Implementation Plan: Pre-Doctrine Test Stabilization
Branch: feat/pre-doctrine-stabilization-remediation | Date: 2026-05-27 | Spec: spec.md Mission ID: 01KSMG8Y0V5V2ZM4YEQMKFWN2K Input: kitty-specs/pre-doctrine-test-stabilization-01KSMG8Y/spec.md
Summary
Fix all 10 DIR-013 sub-issues (#1301–#1310) from the 01KSF9HJ triage that were filed but never merged into upstream/main. Four confirmed bugs are directly verifiable in current main (TOML escape, README Governance, wp_files.py frontmatter lane, doctrine CLI group). Six clusters require targeted per-surface investigation and fix. All tests written during this mission carry CI-quality marks (fast + domain mark). Final deliverable: ≤75-failure baseline committed to docs/01KSMG8Y-closeout/baseline.md and all ten GitHub issues resolved or re-deferred.
Technical Context
Language/Version: Python 3.11+ Primary Dependencies: pytest 9.x, ruff, mypy --strict (for surfaces explicitly in scope), typer, spec-kitty CLI Storage: Filesystem only — YAML, JSON, JSONL, Markdown (no database mutations) Testing: pytest with pytestmark module-level marks; CI splits on fast, integration, e2e, architectural, contract, doctrine; new tests require [pytest.mark.fast] plus one domain mark Target Platform: Linux / macOS / Windows (cross-platform CLI tool) Project Type: Single Python project (src/specify_cli, src/charter, src/doctrine, src/kernel) Performance Goals: Full-suite run time must not regress by > 10% vs. pre-mission baseline (~924 s) Constraints: All fixes are behaviour-preserving; no feature extension; DIR-013 applies throughout; Phase-2 frontmatter-lane reads are illegal; meta.json writes must route through feature_metadata/mission_metadata.py
Charter Check
Mode: compact. Applicable directives from project charter:
| Directive | Impact on this mission |
|---|---|
| DIR-005 | Tests added for every changed behaviour — verified |
| DIR-006 | mypy --strict must pass for surfaces touched (executor.py, WP scope) |
| DIR-013 | New pre-existing failures encountered during implementation → file a GitHub issue before treating as baseline |
No charter violations anticipated.

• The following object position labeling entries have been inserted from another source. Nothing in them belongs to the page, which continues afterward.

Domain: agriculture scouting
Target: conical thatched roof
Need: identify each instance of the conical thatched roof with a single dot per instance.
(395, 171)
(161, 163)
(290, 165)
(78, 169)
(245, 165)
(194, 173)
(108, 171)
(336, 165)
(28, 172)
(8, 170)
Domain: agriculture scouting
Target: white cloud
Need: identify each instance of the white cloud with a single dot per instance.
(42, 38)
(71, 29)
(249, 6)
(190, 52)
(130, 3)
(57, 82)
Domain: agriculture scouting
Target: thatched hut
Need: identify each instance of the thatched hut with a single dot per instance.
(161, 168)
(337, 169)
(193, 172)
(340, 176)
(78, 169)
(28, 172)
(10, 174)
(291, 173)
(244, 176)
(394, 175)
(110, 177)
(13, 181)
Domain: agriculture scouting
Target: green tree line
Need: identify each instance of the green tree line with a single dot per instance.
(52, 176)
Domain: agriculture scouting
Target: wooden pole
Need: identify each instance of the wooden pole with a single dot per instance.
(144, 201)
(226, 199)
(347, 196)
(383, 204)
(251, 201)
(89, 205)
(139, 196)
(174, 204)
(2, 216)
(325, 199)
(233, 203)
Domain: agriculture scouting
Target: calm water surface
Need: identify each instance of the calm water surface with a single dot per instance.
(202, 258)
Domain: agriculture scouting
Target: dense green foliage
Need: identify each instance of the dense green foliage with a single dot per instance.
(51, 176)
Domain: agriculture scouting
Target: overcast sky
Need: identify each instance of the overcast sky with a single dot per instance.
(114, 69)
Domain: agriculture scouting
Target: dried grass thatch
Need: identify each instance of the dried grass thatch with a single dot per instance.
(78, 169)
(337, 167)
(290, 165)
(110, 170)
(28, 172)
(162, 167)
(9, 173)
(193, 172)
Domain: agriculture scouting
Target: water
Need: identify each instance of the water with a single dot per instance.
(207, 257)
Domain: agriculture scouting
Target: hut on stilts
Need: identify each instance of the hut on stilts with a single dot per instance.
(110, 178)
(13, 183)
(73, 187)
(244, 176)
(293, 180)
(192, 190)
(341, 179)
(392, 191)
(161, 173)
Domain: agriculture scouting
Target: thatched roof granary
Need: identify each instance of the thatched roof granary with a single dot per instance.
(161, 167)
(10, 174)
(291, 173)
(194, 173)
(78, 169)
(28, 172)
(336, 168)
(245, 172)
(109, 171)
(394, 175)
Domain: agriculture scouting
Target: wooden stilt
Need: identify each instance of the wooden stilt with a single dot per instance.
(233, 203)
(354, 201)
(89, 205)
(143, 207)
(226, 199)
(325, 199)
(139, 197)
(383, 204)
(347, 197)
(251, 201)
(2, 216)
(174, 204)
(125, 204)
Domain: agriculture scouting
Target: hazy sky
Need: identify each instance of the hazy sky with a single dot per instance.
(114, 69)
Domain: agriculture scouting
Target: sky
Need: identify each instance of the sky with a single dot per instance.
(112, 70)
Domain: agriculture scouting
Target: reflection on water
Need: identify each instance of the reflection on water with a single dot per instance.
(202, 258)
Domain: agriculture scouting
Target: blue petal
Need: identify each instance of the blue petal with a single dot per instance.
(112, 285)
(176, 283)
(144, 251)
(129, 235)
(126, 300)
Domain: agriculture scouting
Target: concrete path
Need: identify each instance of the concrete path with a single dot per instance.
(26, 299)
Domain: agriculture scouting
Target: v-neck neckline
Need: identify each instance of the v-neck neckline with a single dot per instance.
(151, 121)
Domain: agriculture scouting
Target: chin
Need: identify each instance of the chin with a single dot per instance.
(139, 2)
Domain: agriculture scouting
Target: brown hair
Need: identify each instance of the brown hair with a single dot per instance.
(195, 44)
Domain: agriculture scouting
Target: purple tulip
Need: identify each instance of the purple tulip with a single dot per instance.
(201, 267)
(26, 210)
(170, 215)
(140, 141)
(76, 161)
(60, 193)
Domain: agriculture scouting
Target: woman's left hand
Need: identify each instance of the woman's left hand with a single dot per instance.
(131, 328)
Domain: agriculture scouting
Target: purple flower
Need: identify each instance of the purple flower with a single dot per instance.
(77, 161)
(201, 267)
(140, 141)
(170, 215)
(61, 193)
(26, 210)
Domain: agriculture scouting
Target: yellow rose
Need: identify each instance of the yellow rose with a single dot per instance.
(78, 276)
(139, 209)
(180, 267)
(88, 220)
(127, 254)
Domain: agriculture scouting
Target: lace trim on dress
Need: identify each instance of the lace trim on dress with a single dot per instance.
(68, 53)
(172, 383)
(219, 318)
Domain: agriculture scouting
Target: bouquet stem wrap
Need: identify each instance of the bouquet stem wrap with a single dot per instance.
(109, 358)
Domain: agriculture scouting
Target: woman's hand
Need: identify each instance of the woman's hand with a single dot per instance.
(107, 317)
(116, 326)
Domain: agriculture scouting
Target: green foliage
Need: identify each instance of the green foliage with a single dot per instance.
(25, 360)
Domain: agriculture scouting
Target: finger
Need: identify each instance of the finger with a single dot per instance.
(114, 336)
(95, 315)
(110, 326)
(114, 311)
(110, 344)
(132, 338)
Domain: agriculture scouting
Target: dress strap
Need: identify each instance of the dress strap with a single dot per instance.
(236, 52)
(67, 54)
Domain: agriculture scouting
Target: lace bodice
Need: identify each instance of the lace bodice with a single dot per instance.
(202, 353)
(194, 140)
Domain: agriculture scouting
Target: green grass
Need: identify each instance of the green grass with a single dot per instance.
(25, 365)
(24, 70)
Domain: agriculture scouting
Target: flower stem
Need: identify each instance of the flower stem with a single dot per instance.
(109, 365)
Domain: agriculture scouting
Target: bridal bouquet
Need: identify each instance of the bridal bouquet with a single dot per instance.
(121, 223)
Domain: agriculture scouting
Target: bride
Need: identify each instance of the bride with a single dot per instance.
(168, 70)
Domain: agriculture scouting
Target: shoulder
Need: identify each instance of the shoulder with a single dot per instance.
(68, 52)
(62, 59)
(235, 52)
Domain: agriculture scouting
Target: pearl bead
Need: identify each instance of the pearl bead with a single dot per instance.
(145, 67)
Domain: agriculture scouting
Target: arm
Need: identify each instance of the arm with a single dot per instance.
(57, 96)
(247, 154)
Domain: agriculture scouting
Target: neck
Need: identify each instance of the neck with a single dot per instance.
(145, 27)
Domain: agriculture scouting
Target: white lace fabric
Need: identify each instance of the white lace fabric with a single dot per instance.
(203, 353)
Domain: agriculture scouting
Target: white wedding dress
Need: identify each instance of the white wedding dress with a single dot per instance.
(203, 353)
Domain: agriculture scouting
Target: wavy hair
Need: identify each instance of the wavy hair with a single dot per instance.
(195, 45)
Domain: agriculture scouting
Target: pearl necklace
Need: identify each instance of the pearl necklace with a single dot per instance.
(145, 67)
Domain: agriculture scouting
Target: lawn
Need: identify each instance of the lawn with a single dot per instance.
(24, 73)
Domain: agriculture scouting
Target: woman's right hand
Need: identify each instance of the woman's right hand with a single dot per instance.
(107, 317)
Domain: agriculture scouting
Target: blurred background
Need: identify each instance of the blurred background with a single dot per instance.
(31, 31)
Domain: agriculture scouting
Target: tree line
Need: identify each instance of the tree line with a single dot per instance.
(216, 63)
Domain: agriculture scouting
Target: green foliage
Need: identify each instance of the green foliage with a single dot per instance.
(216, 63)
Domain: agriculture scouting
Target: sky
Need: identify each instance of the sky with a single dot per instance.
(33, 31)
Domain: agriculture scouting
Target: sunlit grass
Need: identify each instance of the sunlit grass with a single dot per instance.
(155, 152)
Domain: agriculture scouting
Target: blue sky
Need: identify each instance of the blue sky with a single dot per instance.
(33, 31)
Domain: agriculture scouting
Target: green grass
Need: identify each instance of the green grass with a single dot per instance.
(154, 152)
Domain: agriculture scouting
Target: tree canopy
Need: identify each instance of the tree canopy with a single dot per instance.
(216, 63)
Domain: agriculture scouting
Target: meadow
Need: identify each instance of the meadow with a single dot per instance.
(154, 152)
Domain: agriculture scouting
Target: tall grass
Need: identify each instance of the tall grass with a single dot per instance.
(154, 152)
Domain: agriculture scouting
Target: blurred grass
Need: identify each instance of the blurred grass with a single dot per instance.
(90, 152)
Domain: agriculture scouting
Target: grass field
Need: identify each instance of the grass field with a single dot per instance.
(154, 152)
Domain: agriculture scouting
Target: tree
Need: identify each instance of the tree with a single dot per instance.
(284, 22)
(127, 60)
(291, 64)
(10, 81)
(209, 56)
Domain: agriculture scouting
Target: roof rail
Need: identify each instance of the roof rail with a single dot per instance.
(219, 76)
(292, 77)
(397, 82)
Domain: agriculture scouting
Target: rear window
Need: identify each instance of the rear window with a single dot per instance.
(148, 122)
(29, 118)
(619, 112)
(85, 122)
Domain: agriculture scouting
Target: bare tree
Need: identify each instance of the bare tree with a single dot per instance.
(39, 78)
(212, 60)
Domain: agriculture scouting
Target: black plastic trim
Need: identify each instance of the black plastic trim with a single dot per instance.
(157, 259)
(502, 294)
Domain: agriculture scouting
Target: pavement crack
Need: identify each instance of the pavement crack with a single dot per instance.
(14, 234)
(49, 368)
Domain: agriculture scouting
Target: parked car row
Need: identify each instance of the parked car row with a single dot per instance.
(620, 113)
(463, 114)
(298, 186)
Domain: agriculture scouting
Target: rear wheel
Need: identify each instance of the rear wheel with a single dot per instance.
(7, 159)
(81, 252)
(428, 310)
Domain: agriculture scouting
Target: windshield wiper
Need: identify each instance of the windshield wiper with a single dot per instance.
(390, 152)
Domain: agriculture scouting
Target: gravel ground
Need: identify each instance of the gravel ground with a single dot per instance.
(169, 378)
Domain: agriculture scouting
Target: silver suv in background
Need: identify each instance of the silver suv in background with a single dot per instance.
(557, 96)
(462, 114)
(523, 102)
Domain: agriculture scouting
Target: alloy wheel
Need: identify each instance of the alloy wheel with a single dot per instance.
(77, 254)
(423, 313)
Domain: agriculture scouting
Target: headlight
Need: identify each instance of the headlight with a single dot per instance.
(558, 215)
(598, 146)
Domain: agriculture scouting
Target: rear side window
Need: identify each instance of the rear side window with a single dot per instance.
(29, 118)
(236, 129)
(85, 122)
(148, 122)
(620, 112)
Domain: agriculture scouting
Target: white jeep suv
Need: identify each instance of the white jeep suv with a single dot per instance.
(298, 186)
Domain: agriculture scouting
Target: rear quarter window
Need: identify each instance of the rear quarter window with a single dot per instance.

All fixes are additive corrections to existing behaviour. The doctrine-CLI removal (FR-004) was originally committed to by mission 01KP54J6 and is being completed here — not a new architectural decision.
Project Structure
Planning artifacts
kitty-specs/pre-doctrine-test-stabilization-01KSMG8Y/
├── spec.md ← committed
├── plan.md ← this file
├── research.md ← Phase 0 output
├── tasks.md ← /spec-kitty.tasks output (not yet)
├── checklists/
│ └── requirements.md ← committed
└── tasks/ ← /spec-kitty.tasks output (not yet)
Source touchpoints (by wave)
Wave A — quick fixes
src/specify_cli/missions/software-dev/command-templates/implement.md ← FR-001
tests/specify_cli/regression/_twelve_agent_baseline/ ← FR-001 snapshot refresh
README.md ← FR-002
src/specify_cli/audit/classifiers/wp_files.py ← FR-003
src/specify_cli/cli/commands/__init__.py ← FR-004
Wave B — structural fixes
src/doctrine/glossary/ ← FR-005
src/doctrine/tactics/built-in/five-paradigm-parallel-debugging.tactic.yaml ← FR-005
src/specify_cli/status/emit.py (or mission_creation.py) ← FR-006 (SpecifyStarted)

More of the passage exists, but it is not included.